By Associated Press - Friday, May 16, 2014

MASON CITY, Iowa (AP) - Dozens of fifth-graders from Wisconsin traveled to Mason City to immerse themselves in Prairie School architecture.

The 55 students from Wakanda Elementary School in Menomonie, Wisconsin, have been studying Prairie School buildings, which were most common in the Midwest in the late 1800s and early 1900s. Frank Lloyd Wright, who was born in Wisconsin, is the best-known architect identified with such work.

There are numerous examples of buildings fitting the Prairie School style in Mason City, including a hotel designed by Wright.

Art specialist Sally Johnson, three teachers and the school’s principal made the three-hour drive to Mason City and led the students on a tour Thursday that included a city neighborhood, an architectural interpretive center and the Historic Park Inn Hotel. The building, built in 1910, is the last remaining hotel designed by Wright.

The students spent about an hour in the hotel, which reopened in 2011 after a two-year restoration.

“It’s fascinating,” 11-year-old student Jenna Paulson said of the hotel. “I don’t know how anyone could even come up with it.”

Christian Bilse, 11, said he liked the “clerestory banded windows,” noting the narrow windows atop a high wall.

“There’s no normal windows. It’s all art glass,” he said.

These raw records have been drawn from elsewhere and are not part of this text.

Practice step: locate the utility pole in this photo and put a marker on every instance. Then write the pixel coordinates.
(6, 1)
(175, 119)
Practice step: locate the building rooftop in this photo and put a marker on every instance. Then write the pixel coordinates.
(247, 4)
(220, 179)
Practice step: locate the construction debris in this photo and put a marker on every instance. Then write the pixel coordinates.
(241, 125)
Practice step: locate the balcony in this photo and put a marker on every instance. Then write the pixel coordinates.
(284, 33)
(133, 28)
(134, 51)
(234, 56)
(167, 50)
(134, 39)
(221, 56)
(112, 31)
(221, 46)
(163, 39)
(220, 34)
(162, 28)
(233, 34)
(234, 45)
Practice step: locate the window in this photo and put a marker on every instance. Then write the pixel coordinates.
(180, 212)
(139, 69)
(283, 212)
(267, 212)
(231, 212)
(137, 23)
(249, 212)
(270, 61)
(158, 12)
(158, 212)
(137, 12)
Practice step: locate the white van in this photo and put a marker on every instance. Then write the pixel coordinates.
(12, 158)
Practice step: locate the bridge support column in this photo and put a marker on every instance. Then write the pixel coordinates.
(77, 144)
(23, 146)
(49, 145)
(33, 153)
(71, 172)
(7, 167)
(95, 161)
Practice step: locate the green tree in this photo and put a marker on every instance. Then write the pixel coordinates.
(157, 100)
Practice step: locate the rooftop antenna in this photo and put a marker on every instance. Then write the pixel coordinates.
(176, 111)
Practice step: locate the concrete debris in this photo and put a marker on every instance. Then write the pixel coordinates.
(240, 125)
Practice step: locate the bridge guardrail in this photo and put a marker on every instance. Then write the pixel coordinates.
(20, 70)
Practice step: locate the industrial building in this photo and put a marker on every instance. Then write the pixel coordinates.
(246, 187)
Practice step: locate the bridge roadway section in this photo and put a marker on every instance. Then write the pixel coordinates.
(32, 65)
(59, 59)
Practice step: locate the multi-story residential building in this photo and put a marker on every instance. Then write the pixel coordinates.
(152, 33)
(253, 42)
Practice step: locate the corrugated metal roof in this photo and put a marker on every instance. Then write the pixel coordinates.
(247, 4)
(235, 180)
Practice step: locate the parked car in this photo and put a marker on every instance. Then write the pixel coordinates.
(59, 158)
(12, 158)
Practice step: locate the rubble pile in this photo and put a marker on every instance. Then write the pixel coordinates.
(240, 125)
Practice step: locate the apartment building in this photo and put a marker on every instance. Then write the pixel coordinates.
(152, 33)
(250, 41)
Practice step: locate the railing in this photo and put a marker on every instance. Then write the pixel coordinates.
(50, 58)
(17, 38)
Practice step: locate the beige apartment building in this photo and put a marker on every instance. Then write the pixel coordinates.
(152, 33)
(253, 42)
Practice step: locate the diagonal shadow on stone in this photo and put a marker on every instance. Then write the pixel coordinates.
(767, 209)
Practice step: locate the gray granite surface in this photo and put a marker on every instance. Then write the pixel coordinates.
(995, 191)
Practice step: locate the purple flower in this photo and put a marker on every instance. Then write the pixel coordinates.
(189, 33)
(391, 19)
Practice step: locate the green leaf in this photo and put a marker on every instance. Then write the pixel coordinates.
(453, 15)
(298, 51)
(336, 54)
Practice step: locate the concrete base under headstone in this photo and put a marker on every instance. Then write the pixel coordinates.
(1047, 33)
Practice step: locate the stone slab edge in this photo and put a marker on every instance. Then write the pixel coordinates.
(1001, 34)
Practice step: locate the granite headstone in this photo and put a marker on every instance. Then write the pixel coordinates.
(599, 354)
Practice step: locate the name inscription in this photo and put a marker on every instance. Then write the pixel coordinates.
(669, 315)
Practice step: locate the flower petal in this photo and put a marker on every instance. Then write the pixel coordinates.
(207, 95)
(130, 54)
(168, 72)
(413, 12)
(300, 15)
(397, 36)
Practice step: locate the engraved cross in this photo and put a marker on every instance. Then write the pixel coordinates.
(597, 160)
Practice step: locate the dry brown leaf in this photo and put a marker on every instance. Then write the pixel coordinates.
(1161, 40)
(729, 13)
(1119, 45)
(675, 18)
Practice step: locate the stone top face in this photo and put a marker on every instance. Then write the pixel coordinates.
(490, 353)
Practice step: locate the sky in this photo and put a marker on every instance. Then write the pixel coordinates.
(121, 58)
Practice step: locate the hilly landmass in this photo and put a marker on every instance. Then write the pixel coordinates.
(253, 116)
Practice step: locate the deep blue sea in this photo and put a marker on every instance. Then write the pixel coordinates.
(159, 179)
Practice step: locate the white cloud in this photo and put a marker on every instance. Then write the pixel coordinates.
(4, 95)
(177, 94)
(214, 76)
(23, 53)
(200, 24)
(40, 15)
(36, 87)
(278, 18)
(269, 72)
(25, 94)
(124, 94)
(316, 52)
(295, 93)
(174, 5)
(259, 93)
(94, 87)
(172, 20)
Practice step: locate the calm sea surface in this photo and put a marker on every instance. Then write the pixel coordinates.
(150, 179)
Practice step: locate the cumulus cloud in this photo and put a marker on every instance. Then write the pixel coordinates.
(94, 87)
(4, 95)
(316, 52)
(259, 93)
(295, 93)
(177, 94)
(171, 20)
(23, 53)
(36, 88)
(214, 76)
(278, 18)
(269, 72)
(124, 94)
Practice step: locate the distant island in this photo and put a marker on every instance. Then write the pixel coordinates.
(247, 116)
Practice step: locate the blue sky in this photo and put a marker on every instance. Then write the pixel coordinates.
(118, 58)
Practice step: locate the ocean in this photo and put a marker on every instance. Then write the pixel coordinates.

Before making the trip, the students compiled portfolios that included their architectural research and renderings, floor plan creations and three-dimensional architectural models. The school raised more than $9,000 to pay for the trip.

They also will spend a day in Minneapolis and St. Paul, Minnesota, where they will visit an art museum and walk through a historic neighborhood.